Classi di pericolo CLP/GHS

Che cosa sono, a cosa servono e come leggere la tabella con codici internazionali e pittogrammi

GHS – Sistema Globale Armonizzato Di Classificazione Ed Etichettatura Delle Sostanze Chimiche

Le classi di pericolo sono il linguaggio standard con cui, in Europa (Reg. CLP – CE n. 1272/2008, allineato al sistema GHS), si descrivono i pericoli intrinseci di sostanze e miscele. Ogni classe raggruppa un certo tipo di pericolo (fisico, per la salute, per l’ambiente) e al suo interno contiene categorie di gravità (1, 2, 3… oppure Tipi A–G). In generale, numero più basso o lettera più “alta” = pericolo più severo (es. Flam. Liq. 1 è più severo di Flam. Liq. 3; Self-react. A più severo di Self-react. G).

Da classe e categoria derivano in modo sistematico:

  • il pittogramma GHS (GHS01…GHS09),

  • l’avvertenza (“Pericolo”/“Attenzione”),

  • le frasi di pericolo H e i consigli di prudenza P per etichette e SDS,

  • i requisiti di stoccaggio, segregazione, DPI e gestione emergenze.
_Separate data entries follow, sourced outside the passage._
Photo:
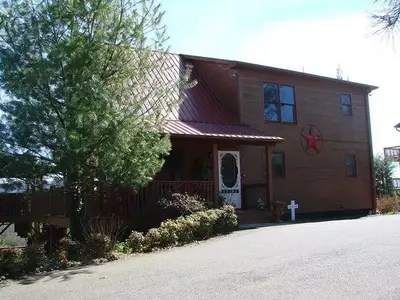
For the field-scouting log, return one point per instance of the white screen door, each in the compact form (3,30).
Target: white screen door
(229,177)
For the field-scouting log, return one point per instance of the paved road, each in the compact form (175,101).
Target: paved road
(352,259)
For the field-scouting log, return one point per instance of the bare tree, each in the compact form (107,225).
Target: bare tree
(339,72)
(388,18)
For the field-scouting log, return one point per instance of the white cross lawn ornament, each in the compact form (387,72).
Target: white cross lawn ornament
(292,208)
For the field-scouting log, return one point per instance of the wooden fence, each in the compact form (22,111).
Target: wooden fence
(138,207)
(34,206)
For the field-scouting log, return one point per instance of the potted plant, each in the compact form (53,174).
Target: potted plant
(278,210)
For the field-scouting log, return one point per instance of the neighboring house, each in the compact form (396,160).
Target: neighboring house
(259,132)
(394,152)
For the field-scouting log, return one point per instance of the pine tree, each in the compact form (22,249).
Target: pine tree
(80,99)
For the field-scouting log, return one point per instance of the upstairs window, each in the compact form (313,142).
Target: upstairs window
(278,164)
(346,105)
(279,103)
(351,168)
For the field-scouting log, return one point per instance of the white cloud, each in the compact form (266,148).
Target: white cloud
(319,45)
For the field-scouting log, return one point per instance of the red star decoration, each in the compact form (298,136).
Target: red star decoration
(312,140)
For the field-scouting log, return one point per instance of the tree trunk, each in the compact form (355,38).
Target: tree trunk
(75,194)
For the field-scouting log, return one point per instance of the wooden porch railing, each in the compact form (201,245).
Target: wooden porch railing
(147,197)
(102,201)
(34,206)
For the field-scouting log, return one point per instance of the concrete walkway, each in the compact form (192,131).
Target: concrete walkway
(351,259)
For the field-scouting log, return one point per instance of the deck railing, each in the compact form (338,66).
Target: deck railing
(102,200)
(34,206)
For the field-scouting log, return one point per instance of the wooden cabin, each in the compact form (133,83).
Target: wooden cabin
(253,135)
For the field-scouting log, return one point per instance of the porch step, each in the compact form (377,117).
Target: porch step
(253,216)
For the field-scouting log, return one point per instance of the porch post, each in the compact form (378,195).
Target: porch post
(269,176)
(215,172)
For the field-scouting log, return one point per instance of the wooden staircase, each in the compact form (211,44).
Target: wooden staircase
(254,216)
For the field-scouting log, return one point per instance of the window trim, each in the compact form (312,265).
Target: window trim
(284,165)
(355,165)
(349,105)
(279,107)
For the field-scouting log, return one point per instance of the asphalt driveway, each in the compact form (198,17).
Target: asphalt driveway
(351,259)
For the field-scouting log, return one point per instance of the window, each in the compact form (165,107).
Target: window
(351,168)
(279,103)
(278,164)
(346,105)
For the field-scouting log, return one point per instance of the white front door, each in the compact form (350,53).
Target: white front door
(229,177)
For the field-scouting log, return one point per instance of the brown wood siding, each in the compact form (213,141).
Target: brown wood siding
(221,80)
(317,183)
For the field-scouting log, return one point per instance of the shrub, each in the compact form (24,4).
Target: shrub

Le tre famiglie principali

  1. Pericoli fisici – infiammabilità, esplosività/reattività, comburenza, gas sotto pressione, piroforicità, autoriscaldamento, reazione con acqua, perossidi organici, corrosione dei metalli.
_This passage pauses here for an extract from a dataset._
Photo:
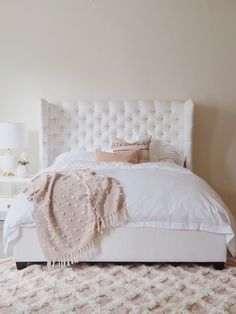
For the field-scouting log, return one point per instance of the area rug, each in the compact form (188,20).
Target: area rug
(110,288)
  2. Pericoli per la salute – tossicità acuta, corrosione/irritazione pelle e occhi, sensibilizzazioni (respiratoria/cutanea), mutagenicità, cancerogenicità, tossicità riproduttiva (anche Lact.), STOT (effetti su organi bersaglio per esposizione singola o ripetuta), aspirazione.

  3. Pericoli per l’ambiente – pericoloso per l’ambiente acquatico (acuto/cronico); in UE anche pericoloso per lo strato di ozono.

Novità regolatorie UE

Con il Reg. (UE) 2023/707 l’UE ha introdotto nuove classi (senza pittogramma dedicato):
ED HH/ENV (interferenti endocrini per salute/ambiente), PBT/vPvB (persistenza + bioaccumulo + tossicità), PMT/vPvM (persistenza + mobilità + tossicità). Queste classi migliorano la gestione dei rischi “a lungo raggio” e guidano politiche di sostituzione e contenimento.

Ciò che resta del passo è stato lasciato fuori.